Redefining Serendipity for Believers and The Reviving of a Dream

Dictionary.com defines serendipity as “an aptitude for making desirable discoveries by accident,” or “good fortune; luck.”  I don’t believe in luck, and I don’t believe in accidents.  I believe in our Creator and His omnipotence.  I also believe that God knows what our hearts need, even if we can’t seem to put our finger on it.  For most of us, what we need isn’t what we think we want.  I believe that what most people see as serendipity, is really an extension, or expression if you will, of God’s grace and love for us.

In the wake of my uncle’s very recent passing, I knew that missing church was not an option if I am to stay on this path.  Plus, I’ve made a commitment to help with the special needs children’s ministry and I felt in my heart that my uncle would want me to follow through with my commitment. He certainly wouldn’t think it was a good idea to skip attending the early service even if I could watch it online later.  So I got up with my alarm clock even though the temptation to stay in bed for another two hours was nearly overwhelming.

Our church is in the middle of a series called Reach the City.  It’s partly inspired by the devotional book, “A Life that Wins” by Christian author, Mike Holt.  During the previous few weeks of this series, I’ve had a few moments where I felt that God was whispering to me about things He felt I needed to take from the sermon.  This week, He didn’t waste time whispering.

I went to church today hoping to glean some wisdom that I could use at some point down the road.  What I didn’t expect was to be sitting there and have almost every word feel like it was tailor-made just for me.  Don’t get me wrong, I know there were many other people in the congregation this morning feeling the same way.  In no way do I think it’s all about me.  But I do believe with all my heart that God sees what my struggles are and that He loves me and wants to guide me through them.

I wrote in one my first posts about my previous separation from my husband.  During my separation, I attempted to finally chase my dream of being a professional photographer. I signed up for classes and attended half-time for just over a year.   It then proved too difficult for me to obtain my degree while working full-time and being a “single” mother, and I failed an important class because I couldn’t keep up.  A lot of other things happened, most of them not so good, all leading up to me quitting school at the end of the following semester after failing said class for the second time in a row.  In all the time since, I’ve been promising myself I would go back “as soon as things got better.”

Lately, I’ve been questioning my decision to follow this dream.  I wondered if it was really in God’s plan for me to start my own photography company that caters mostly to special needs families. I’ve had moments when I feel like there’s no way I can accomplish what I want to.  I’ve even been questioning whether or not it is indeed God’s plan for me to write this blog and share my spiritual journey with complete strangers.  I often feel so exposed, and it isn’t a pleasant feeling for me.  Especially when I know that many of the people reading this will mock me or think I’m completely out of my mind for believing any of what I’m writing about.  Specifically, members of the Atheist movement.  However, I care more about how God sees me than I care about how anyone on this earth sees me.  And I am not alone.  I know all of my Christian brothers and sisters face the same ridicule I do.

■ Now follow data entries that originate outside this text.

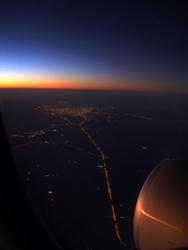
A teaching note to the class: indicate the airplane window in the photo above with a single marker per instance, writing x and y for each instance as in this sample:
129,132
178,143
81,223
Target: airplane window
92,98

Resist him, standing firm in the faith, because you know that the family of believers throughout the world is undergoing the same kind of sufferings.” 1 Peter 5:9  NIV

Today’s sermon came from Genesis chapter 37.  Those of you familiar with the Bible know this story well.  It’s the story of Joseph, his dreams, his father’s favoritism and that glorious robe.  It’s also the story of his brothers’ jealousy and hatred and how they came to sell Joseph into slavery.  If you don’t know the story, you can find it here: https://www.biblegateway.com/passage/?search=Genesis+37&version=NIV

I hadn’t spoken of my doubts in prayer or in conversation with anyone.  Not even my husband, because I really couldn’t make sense of any of it yet.  Though I know God sees my heart, and hears my silent cries, it was still a shock when every word from our pastor this morning, cut through the fog of my mind and my emotions and led me straight to what He wanted me to understand.  If I had to describe the moment God stopped whispering and started shouting, I guess it would be like that scene in a movie where everything and everyone else in the room seems to fade away, and the protagonist zones in on one voice that seems to echo in their mind.  His message was clear:  Keep writing.  Go back to school.  Finish what you started.

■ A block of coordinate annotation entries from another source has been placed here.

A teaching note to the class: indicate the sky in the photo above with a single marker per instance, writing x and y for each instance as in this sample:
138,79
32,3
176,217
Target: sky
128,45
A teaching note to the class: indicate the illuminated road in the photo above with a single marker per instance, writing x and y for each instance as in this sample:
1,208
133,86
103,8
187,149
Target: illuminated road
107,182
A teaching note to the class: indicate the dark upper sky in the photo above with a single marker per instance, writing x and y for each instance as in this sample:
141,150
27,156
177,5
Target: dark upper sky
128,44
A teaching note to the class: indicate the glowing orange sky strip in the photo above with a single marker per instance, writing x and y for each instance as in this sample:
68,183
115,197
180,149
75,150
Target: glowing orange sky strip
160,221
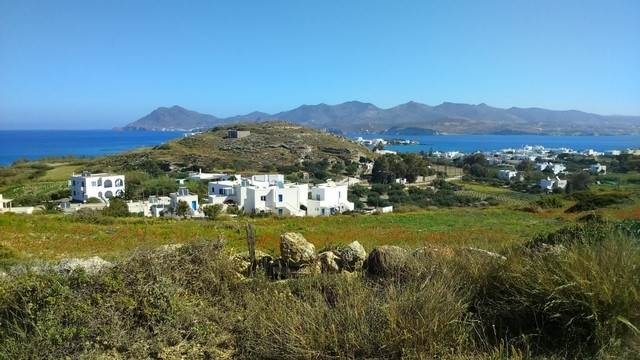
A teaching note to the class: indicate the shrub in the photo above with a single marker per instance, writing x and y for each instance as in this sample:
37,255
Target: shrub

I wasn’t expecting an answer to these questions, because I hadn’t yet asked them.  But, God saw my heart.  He saw my struggling with these opposing ideas.  He saw I needed encouragement.  So He used a perfectly normal Sunday sermon to give me exactly what I needed, even if it wasn’t what I thought I wanted. He gave me ears to hear what He wanted me to take away from today’s message.  He told me what I should do.  As a believer, what else can I do but obey Him?

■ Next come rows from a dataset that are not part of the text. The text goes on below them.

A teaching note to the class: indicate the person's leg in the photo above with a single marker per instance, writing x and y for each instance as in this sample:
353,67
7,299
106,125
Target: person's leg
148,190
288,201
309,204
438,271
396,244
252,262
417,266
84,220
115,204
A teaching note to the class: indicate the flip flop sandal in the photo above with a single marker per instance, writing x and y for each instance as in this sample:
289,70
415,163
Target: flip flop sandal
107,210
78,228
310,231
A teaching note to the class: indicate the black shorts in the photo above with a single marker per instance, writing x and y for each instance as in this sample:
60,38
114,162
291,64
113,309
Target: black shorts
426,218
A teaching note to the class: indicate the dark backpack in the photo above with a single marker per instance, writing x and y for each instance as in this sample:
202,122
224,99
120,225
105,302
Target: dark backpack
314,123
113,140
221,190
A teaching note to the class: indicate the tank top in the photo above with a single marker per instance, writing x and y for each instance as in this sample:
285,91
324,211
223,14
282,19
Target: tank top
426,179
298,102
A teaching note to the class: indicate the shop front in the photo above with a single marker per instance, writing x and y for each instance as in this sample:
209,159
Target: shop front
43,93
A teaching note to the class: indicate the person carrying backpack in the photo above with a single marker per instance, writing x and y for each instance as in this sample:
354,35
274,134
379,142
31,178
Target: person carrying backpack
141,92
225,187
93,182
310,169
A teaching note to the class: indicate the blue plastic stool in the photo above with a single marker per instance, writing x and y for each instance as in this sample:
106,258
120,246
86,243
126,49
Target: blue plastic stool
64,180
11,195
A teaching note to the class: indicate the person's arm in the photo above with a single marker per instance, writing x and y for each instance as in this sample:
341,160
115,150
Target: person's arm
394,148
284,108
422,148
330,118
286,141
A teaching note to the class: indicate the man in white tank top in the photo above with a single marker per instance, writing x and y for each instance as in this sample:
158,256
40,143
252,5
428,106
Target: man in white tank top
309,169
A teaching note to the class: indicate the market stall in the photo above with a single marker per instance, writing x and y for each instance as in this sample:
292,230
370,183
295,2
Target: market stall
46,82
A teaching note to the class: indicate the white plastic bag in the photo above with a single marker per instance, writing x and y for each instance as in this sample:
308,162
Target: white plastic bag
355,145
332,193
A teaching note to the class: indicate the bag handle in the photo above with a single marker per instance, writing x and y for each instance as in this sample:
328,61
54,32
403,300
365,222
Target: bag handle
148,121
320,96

2 thoughts on “Redefining Serendipity for Believers and The Reviving of a Dream

    • Thank you so much for your kind words. It’s scary sometimes to think about leaving myself so open. I keep being reminded, though, of Isaiah 54:17 and Romans 8:31. These are troubling times for believers, but I am choosing daily to put my faith in God and His promises. That is the very least I can do for a God who would give me so much and ask so little in return. God bless you as well.